Lingle removed Melvin Ando, HYCF administrator and Glenn Yoshimoto, a corrections specialist, after reviewing a harsh American Civil Liberties Union report on the Windward facility.
"The allegations are so serious, we cannot keep the management in place at this time," Lingle said yesterday.
At the same time, the Attorney General's Office has launched a criminal investigation into the activities at the Kailua corrections center.
The report's author, Brent White, ACLU legal director, said the guards are the biggest problem at the facility.
"The guards terrorize the wards, they beat them and when management goes home at 4:30 p.m., the guards run the place," White said.
The allegations come from ACLU interviews with 70 HYCF teenage wards and from personal observations during two visits this summer, White said.
James Propotnick, a former deputy federal marshal and acting deputy director of state public safety department, was appointed as the new acting administrator and is under orders to make sure the guards perform properly, Lingle said.
Ando and Yoshimoto were transferred to office jobs within the state Office of Youth Services, she said. Both were unavailable for comment.
The governor's action, after getting the report on Aug. 14, won quick praise from White.
"I am impressed that the governor responded so swiftly. It shows a great deal of good faith," White said, adding that a lawsuit would be a last resort.
Lingle and White both said the state needs to work closer with the family court system because many teenagers sent to the facility are charged with minor crimes such as shoplifting, testing positive for drugs or runaway violations.
"A lot of the judges don't know what to do, because there are not enough programs for them, they think this is tough love," White said.

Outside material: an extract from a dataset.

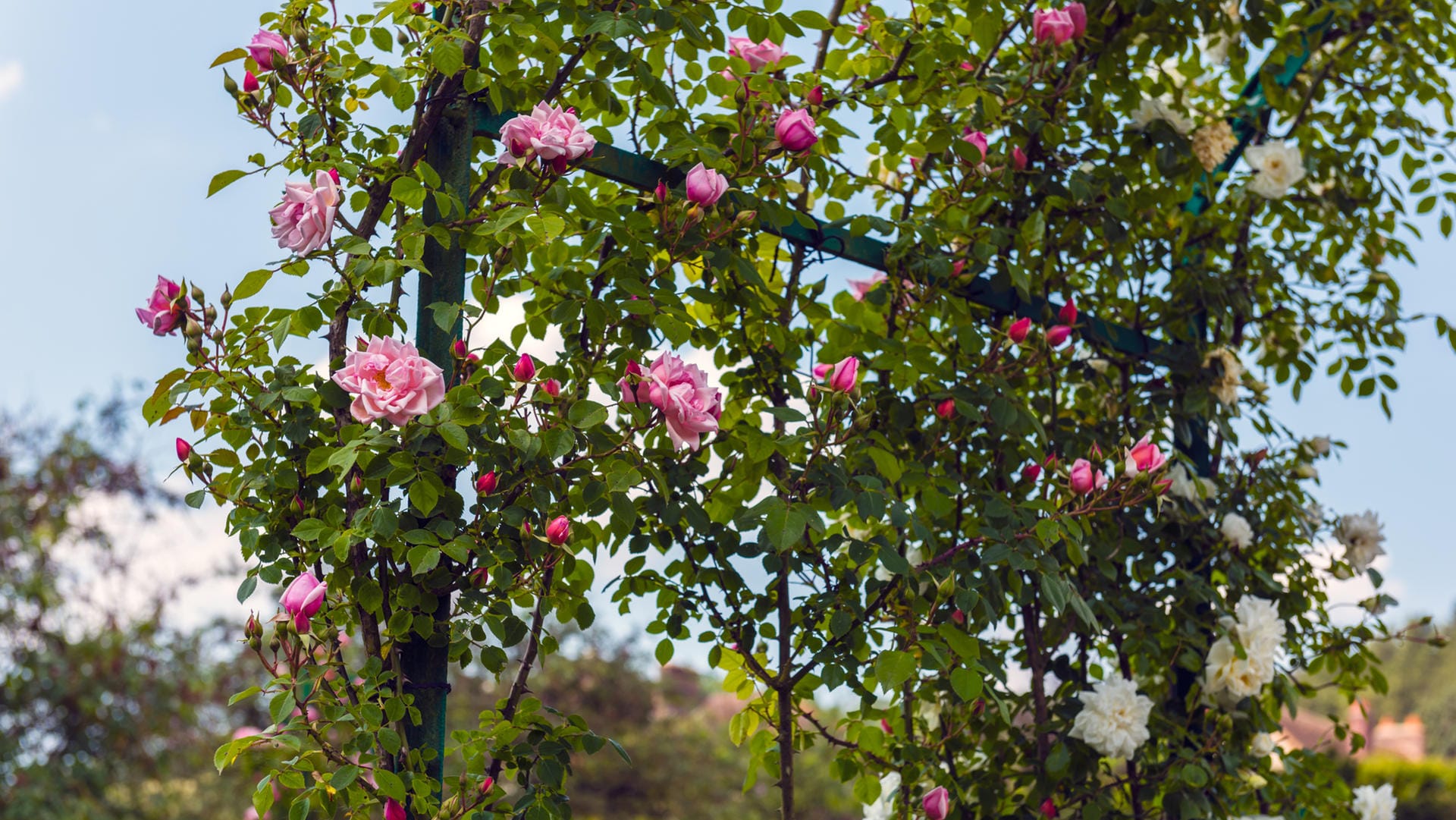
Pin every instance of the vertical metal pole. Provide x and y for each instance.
(425, 664)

But the result is a system that brutalizes 13-year-olds who "are targets of violence by the guards and older youth."
The 34-page ACLU report points out 47 measures that need to be addressed and detailed stories of teenage wards being punished by being forced to sit naked in bare cells or being repeatedly beaten by guards.

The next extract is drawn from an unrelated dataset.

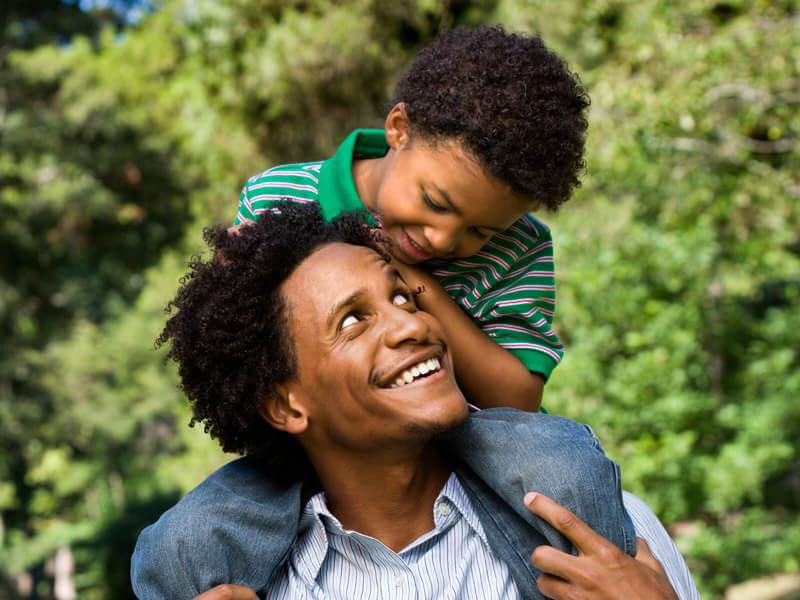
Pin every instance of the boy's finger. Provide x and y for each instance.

Wards in the three boys units live in overcrowded conditions, with three teenagers in 85-square-foot cells. Some had to sleep next to the toilet in the cells.
Others, according to the report, were kept in the HYCF television room and were "forced to relieve themselves in buckets kept in the TV room at night."

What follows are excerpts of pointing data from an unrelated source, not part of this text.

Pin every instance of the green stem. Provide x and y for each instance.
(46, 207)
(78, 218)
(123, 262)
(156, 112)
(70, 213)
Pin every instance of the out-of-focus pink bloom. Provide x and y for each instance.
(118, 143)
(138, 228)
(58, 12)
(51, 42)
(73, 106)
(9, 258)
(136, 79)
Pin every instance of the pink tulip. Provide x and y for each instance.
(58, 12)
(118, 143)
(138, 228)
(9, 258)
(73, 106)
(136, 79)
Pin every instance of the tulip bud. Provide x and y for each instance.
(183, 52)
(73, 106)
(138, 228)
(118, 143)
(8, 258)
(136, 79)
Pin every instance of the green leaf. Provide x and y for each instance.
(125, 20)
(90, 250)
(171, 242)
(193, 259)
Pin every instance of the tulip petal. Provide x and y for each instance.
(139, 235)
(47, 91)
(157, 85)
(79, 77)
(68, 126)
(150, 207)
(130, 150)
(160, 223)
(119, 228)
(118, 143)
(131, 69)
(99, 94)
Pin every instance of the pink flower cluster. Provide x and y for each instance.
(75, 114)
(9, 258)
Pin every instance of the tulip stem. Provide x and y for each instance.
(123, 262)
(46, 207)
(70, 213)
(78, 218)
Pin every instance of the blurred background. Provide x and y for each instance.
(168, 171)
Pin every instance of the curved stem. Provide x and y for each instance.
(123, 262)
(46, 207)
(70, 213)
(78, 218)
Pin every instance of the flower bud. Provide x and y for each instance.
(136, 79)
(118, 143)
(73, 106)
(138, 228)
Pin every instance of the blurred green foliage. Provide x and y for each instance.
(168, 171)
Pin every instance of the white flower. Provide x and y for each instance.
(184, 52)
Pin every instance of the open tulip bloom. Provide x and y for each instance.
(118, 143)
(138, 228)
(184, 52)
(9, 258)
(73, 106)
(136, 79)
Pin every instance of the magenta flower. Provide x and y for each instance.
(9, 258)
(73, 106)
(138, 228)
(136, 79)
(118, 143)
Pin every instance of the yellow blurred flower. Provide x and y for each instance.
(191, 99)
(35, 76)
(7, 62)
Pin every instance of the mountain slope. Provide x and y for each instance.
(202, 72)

"Far from being an isolated occurrence, every ward we spoke to about this confirmed that this was the practice rather than the exception," White said.
"Other humiliating and inappropriate forms of punishment include making male wards take off their pants and boxers and squat on the floor naked," the report said.
"Every ward we spoke to had heard of incidents of violence by the guards and expressed fear of being beaten by the guards," White said.
The report alleges that one guard, who had previously been disciplined for using excessive force, beat a 13-year-old inmate who had been fighting with another ward.
"He then landed five or six punches and uppercuts to the child's face and head. The child suffered a split lip, black eyes and a contusion on the side of his face," the report said.
Three witnesses and the victim are willing to testify, the report said.
Other allegations claim that a guard "slammed a child's head into a concrete bed and punched him in the face."
Male guards in the girl's section were quoted as telling teenage girls that they would be raped, according to the report.
"In addition to sexual harassment and sexual assault, girls suffer from a lack of privacy when getting dressed, sleeping and using the bathroom," the report says.
White explained that the ACLU investigation started after the civil liberties union received anonymous calls.
The state was notified and two attorneys investigated, but did not find anything, White said. The ACLU asked if it could investigate and was allowed to conduct its own check.
"My hope is that through working with Jim Propotnick and the governor, we will resolve the situation," White said.